I recently graduated from the PhD Nursing program at UTMB Graduate school of Biomedical Sciences. My educational background includes a BSN from UTMB in 1983, a BA in Sociology from UT Austin in 1985, and a MSN focusing on Nursing Education and Community Health from Texas Tech Health Science Center in 2012. I am a clinical instructor in the UTMB School of Nursing Masters Program. Courses taught include Public Health Principles in Advanced Practice Nursing and Public Policy. I am part-time nursing faculty for the RN to BSN program at Sul Ross State University, and also have taught in the BSN program at Texas State University. I am a member of Sigma Theta Tau; the National League for Nurses and the American Association of Colleges of Nursing in affiliation with Texas State University; and the National Association of School Nurses. My professional nursing experiences include hospital, home health, research, school, and camp nursing, and nursing education. My research interests include children’s health and nursing education. My dissertation study examined the perspectives of school nurses working with children experiencing homelessness. I anticipate study findings will influence changes in nursing education, school nursing practice, improve care of vulnerable homeless children, and identify needs for health, education, and social policy reform.

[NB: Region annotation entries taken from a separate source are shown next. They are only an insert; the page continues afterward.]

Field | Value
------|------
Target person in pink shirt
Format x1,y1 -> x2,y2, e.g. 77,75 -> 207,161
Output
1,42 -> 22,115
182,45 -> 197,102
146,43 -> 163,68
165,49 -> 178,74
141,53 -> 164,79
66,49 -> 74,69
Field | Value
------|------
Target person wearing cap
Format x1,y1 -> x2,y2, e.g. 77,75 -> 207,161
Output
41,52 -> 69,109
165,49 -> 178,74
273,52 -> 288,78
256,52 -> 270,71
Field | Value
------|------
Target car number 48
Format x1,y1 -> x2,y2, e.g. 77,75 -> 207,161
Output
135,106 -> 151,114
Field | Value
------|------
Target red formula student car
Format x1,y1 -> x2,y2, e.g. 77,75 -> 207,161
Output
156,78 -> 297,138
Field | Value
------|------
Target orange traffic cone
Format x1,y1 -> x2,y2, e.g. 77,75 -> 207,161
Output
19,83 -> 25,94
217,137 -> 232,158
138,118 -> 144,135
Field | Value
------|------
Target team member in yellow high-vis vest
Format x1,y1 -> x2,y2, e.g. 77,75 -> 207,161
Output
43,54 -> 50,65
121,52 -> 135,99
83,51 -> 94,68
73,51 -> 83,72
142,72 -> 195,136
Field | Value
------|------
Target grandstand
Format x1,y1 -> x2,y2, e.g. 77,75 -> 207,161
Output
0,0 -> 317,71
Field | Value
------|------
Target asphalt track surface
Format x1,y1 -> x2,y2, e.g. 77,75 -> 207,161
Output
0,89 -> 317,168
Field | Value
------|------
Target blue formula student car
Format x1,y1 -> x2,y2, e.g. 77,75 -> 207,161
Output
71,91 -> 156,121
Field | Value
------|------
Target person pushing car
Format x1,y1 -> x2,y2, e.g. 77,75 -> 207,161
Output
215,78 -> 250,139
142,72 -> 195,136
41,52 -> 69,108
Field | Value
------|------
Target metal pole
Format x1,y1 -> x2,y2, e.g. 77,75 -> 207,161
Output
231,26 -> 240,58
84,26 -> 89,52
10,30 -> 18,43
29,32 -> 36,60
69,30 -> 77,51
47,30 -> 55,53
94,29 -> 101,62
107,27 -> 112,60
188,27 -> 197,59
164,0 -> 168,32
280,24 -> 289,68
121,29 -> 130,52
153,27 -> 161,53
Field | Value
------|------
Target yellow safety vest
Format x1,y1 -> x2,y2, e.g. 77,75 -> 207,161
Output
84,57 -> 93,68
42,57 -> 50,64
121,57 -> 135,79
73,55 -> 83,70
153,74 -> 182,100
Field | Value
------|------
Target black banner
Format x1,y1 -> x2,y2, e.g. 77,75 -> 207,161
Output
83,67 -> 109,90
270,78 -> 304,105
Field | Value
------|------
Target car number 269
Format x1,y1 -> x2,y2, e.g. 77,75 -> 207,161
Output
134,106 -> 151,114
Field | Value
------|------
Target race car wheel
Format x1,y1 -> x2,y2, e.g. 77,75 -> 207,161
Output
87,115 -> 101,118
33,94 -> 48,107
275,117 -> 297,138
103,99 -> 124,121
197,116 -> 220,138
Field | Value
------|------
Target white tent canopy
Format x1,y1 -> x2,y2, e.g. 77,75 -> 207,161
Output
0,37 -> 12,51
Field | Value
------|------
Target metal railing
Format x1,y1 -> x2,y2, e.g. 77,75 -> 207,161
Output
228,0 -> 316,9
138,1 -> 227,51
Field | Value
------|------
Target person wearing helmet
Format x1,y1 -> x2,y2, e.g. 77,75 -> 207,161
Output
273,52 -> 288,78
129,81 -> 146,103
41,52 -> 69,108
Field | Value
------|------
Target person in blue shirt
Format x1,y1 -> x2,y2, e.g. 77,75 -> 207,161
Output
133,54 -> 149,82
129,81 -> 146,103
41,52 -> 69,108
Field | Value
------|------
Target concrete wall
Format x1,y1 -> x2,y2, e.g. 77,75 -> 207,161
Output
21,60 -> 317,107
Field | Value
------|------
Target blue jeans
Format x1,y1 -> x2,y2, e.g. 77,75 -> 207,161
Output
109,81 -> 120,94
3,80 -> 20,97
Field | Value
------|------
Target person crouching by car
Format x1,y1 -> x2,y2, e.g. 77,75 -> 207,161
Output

Research/Clinical Practice Area: Jonas Scholar – Environmental Health
Dissertation: An Exploration of School Nurses’ Perspectives in Caring for Homeless Children. The study purpose was to explore the experiences of school nurses working with homeless, elementary school-aged children. Naturalistic Inquiry determined school nurses’ perceived ability to meet these children’s needs. Purposive sampling recruitment of potential participants was accomplished from members of the National Association of School Nurses. Snowball sampling supplemented the recruitment. Eligibility criteria were nurses with a minimum of one school year prior experience and current employment as school nurses providing direct care to elementary, school-aged children. Data was collected through demographic forms and semi-structured interviews. Participant enrollment, data collection, and data analysis continued until data saturation was achieved. Interview data was analyzed through Lincoln and Guba’s processes. Study findings identified school nurses’ encounters with the health and social service needs of homeless, elementary school-aged children, explored their perceived ability to provide these children with appropriate care, and discovered additional insights into school nurses’ practice related to issues with the provision of nursing care to homeless, elementary school-aged children. Findings are to provide a foundation for further research into this important but understudied aspect of school nurse practice.